İkinci gebeliğinden emin olduğumuz gün bana bu çocuğu istemediğini söyledi. Kendi bakışıyla gayet mantıklı gelebilecek açıklamalar yaptı. İki gün boyunca direndim. Fakat anne istemezse yapacak bir şey yoktu elbette. Kararlı duruşu sonucu ikna olduktan sonra sustum. Sonrasında derin bir kaybolmuşluk hissi yaşadım diyebilirim. Ölüm gibi bir şey, bir yakınımızı kaybetmek gibi. Aradan dört yıl geçti. Doğsaydı nasıl olurdu, diye düşünmediğim tek bir gün bile olmadı."
KADINLARA ALTI AY DOKUNAMADIM
A, 32 yaşında “Doktor kontrolünde, kürtaj sırasında içeride beklerken, daha sonra kız arkadaşımla ilgilenirken hep aynı sıkıntıyı hissettim. Birinci tepki ultrasonda bebeği -ki benim durumumda ne yazık ki bebekler -görünce başlıyor. Kalp atışlarını ekranda görünce enteresan bir şekilde, aklında veya kalbinde o babalık güdüsünü neresi sağlıyorsa yer ediyor bir anda. Çok kararlı olmama rağmen o ultrason baba olmak istememi sağladı. Öyle bir kazındı ki kafama, kürtaj sırasında kapıyı kırıp ameliyathaneyi basasım geldi.

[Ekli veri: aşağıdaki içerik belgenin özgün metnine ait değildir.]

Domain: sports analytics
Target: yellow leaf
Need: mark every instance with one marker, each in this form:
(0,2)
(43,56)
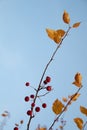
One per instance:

Sonrasında kız arkadaşımla o istemesine rağmen görüşemedik. Büyük bir suçluluk duygusu hissettim. İki yıl geçmişti ama hâlâ ilişki yaşamaktan kaçıyordum. Bir kadına dokunamıyorsun, deniyorsun olmuyor. Bir korku sarıyor. İlk birkaç denememde sevişemedim zaten. Ama kendimi iyi tanıyan bir insanım. Neden kaynaklandığını çok iyi biliyordum. Uzun bir süre kadınlardan uzak durdum. Sonra geçti. Bu kalıcı bir iktidarsızlığa bile yol açabilir. Ben de altı aylığına kadın diye bir şey yokmuş gibi davrandım. Sonra her şey normale döndü. Yine de hata yapmaktan korkar oldum. Kız arkadaşımı yarı yolda bırakmıştım çünkü o defa. Şimdi yola çıkmaya korkuyorum diyelim.”